Here's an interesting one. Massachusetts Managed Care. So before there was Obamacare, there was Romneycare. That was our governor. Sorry, United States, but where do you think Obamacare came from? It was Massachusetts. They make all this stuff. So that plan cost the state, cost the taxpayers, $4.7 billion. Sorry, we paid Mass General Brigham, we paid, the taxpayers of Massachusetts Mass General Brigham $4.71 billion in 2024. Their total revenue is $20 billion. They're getting $4 billion from Mass, almost $5 billion. $4 billion from Medicare. $1.3 billion from Medicaid. $2.9 billion from research grants and stuff like that. Is this a hospital? I don't even know what I'm looking at here. This is the government. We're looking at a government, a state actor. $4.28 billion, oh, it's NIH funding, so 43% growth over 5 years, and then it went from $1 billion to 4.55 billion.
Now, let's look at the big one, way over to the right, "Specialty & Retail Pharmacy Operations" at a hospital. They did $179 million in 2019, and it was $228 million in 2020 but think about COVID. COVID came in in March, and the fiscal years we're looking at are September 30 end. So any time you're looking at year it's ended September 30 fiscal year. So COVID was only around for 6 months, basically one wave in 2020 in that one number that's $228 million. It's still phenomenal growth. You're still looking at . . . I don't want to run the numbers in my head here.
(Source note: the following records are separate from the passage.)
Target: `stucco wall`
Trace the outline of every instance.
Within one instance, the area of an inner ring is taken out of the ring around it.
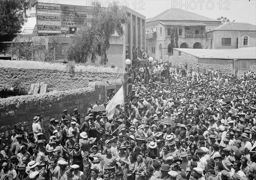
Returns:
[[[208,70],[209,68],[213,68],[215,70],[221,70],[226,74],[233,74],[232,60],[198,59],[183,52],[181,52],[181,55],[179,55],[179,51],[176,50],[174,50],[173,56],[172,57],[173,66],[179,66],[180,67],[182,67],[187,63],[188,69],[190,69],[190,67],[192,67],[193,71],[196,71],[196,66],[198,64],[201,72],[204,69]]]

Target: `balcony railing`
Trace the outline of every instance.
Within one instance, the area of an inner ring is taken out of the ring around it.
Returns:
[[[205,34],[188,34],[185,33],[185,38],[203,38],[205,37]]]

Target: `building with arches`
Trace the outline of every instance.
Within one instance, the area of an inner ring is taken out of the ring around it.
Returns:
[[[256,26],[228,23],[206,32],[208,49],[236,49],[256,46]]]
[[[205,48],[205,32],[220,24],[220,21],[187,11],[168,9],[146,20],[147,54],[156,59],[162,57],[164,61],[167,56],[172,54],[173,48]],[[173,34],[178,37],[177,44],[175,47],[171,43]]]

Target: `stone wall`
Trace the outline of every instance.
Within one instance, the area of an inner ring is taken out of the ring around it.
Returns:
[[[233,74],[233,61],[232,60],[220,60],[212,59],[198,59],[197,57],[175,50],[173,51],[173,56],[172,56],[173,66],[182,67],[186,63],[188,64],[188,69],[192,67],[193,71],[196,71],[196,66],[198,64],[199,71],[202,71],[204,69],[206,70],[213,68],[214,70],[221,70],[222,73],[229,74]]]
[[[30,85],[44,83],[49,91],[88,86],[90,82],[111,84],[123,79],[125,71],[118,68],[29,61],[0,60],[0,89],[19,82],[28,91]]]
[[[122,83],[122,81],[117,80],[116,91]],[[44,127],[48,137],[49,120],[55,118],[60,120],[64,109],[67,109],[71,115],[73,109],[77,108],[81,114],[80,122],[83,122],[90,104],[95,104],[99,98],[105,99],[105,86],[98,86],[100,84],[96,83],[94,86],[79,89],[1,99],[0,137],[4,141],[8,141],[6,139],[9,139],[10,131],[18,123],[22,125],[27,132],[31,131],[33,118],[39,113],[43,115]]]

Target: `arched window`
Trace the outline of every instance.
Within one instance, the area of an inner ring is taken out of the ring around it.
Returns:
[[[248,36],[244,37],[244,46],[248,45]]]

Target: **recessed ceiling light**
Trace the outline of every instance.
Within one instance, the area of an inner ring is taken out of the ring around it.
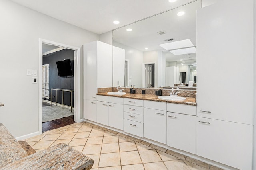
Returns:
[[[177,15],[178,16],[182,16],[185,14],[185,12],[184,11],[180,11],[179,12],[177,13]]]
[[[114,21],[114,22],[113,22],[113,23],[114,24],[119,24],[119,23],[120,23],[120,22],[118,21]]]

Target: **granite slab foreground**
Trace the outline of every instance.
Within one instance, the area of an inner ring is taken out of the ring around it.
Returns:
[[[64,143],[16,160],[0,170],[90,170],[93,160]]]

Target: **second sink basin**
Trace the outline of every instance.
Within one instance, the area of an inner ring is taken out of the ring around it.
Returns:
[[[125,92],[108,92],[108,94],[110,94],[112,95],[124,95],[126,94]]]
[[[167,100],[186,100],[186,98],[180,96],[158,96],[158,99]]]

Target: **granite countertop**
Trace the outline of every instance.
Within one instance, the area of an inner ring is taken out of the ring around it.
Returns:
[[[28,155],[2,123],[0,134],[0,167]]]
[[[89,170],[93,160],[64,143],[60,143],[16,160],[0,170]]]
[[[166,100],[159,99],[158,98],[159,96],[154,94],[131,94],[126,93],[124,95],[113,95],[108,94],[107,92],[98,93],[96,94],[98,95],[107,96],[112,97],[117,97],[123,98],[129,98],[134,99],[140,99],[146,100],[151,100],[156,102],[166,102],[167,103],[176,103],[178,104],[186,104],[188,105],[196,105],[196,98],[186,97],[186,99],[184,100]]]

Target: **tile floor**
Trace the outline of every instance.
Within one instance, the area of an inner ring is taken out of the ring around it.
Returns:
[[[92,170],[220,170],[148,142],[87,122],[25,140],[36,151],[64,143],[94,160]]]

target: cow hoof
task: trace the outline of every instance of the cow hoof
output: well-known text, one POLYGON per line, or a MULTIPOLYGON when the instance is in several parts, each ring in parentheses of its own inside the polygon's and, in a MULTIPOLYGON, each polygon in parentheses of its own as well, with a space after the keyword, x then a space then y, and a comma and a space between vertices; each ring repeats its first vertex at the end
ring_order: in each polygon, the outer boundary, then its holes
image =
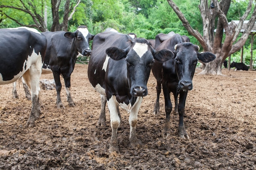
POLYGON ((184 128, 179 128, 179 137, 182 139, 189 139, 189 137, 184 128))

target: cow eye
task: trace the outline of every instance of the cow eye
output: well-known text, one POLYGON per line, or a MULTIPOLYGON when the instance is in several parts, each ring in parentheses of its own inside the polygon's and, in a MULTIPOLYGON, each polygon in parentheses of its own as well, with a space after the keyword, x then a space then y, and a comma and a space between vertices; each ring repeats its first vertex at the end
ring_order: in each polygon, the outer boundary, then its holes
POLYGON ((152 66, 152 65, 153 65, 153 64, 154 63, 155 63, 155 60, 153 60, 152 61, 150 62, 148 65, 150 66, 152 66))

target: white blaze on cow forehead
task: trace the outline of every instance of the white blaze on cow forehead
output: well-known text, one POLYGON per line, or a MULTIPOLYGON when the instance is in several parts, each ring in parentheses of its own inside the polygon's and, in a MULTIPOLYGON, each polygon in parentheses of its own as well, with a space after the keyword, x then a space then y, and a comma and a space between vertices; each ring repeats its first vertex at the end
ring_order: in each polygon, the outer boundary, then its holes
POLYGON ((24 28, 24 29, 27 29, 27 30, 28 30, 29 31, 31 31, 34 32, 35 33, 37 33, 38 34, 41 34, 41 33, 40 33, 40 32, 39 31, 37 31, 37 30, 36 30, 36 29, 33 29, 33 28, 32 28, 26 27, 26 26, 20 26, 20 27, 17 27, 17 28, 8 28, 7 29, 21 29, 21 28, 24 28))
POLYGON ((106 56, 106 59, 105 60, 105 62, 104 62, 104 63, 103 63, 103 66, 102 67, 101 70, 104 70, 105 72, 107 71, 107 67, 108 66, 108 60, 109 59, 109 58, 110 58, 110 57, 108 55, 107 55, 106 56))
MULTIPOLYGON (((83 34, 83 35, 85 38, 89 34, 89 31, 88 31, 88 29, 86 28, 79 28, 77 30, 82 33, 82 34, 83 34)), ((86 38, 85 40, 87 41, 87 40, 86 38)))
POLYGON ((136 42, 132 49, 138 54, 140 57, 141 57, 143 55, 148 51, 148 44, 136 42))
It's 60% to 70% growth, I have no idea. But you look at 576% up to $1.2 billion in 2024. You gotta ask, "What's going on?" How are they using so many specialty drugs in just 5 years? What is the incentive, or was the incentive the reason why they're using so many? If you incentivize something, you will get more of it. Walter E. Williams. I loved that guy. Yeah, we lost him during COVID too.